One conclusion to emerge from the conference was that compliance issues with AI data sources are a crucial part of keeping a healthy online environment and maintaining order in the copyright market. Another conclusion was that judgment regarding the creativity or originality of works, or AI-generated content must be determined by the rule of law. Not an easy task, but a must nonetheless.

According to experts present at the conference, China is looking forward to consulting  with specialists and scholars on digital issues from all over the world on how to create more flexible and adaptable legal policies to protect IP rights in order to seek a balance between innovation and regulation. To reach this goal, they agreed that IP protection in the AI era requires joint efforts from all governments, agencies, enterprises, academies, industrial associations, as well as the public.
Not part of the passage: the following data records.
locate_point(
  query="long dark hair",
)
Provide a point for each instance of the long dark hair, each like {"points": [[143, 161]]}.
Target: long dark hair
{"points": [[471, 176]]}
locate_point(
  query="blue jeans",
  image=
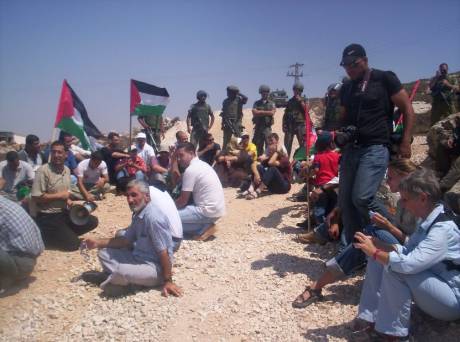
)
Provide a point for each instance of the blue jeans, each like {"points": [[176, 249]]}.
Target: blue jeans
{"points": [[139, 174], [361, 171], [350, 259], [194, 222], [386, 298]]}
Speaking at the UN General Assembly, Chinese Vice President Han Zheng called on the world to stay true to multilateralism. More so in this field.

On the sidelines of the event, he met with U.S. Secretary of State Blinken as well as John Kerry, the U.S. special envoy for climate change. He also told heads of think tanks and other groups in New York that China and the United States should strengthen communications.

Meanwhile, the U.S. has pursued a whole-of-government approach to target Chinese technology and service providers in furtherance of foreign policy and national security goals,  through the implementation of new export control initiatives, domestic restrictions on the use and procurement of Chinese telecommunications equipment and services, targeted economic and trade sanctions designations, heightened scrutiny on direct foreign investment, and outbound investment restrictions that seek to curtail investment in Chinese companies associated with advanced technologies. 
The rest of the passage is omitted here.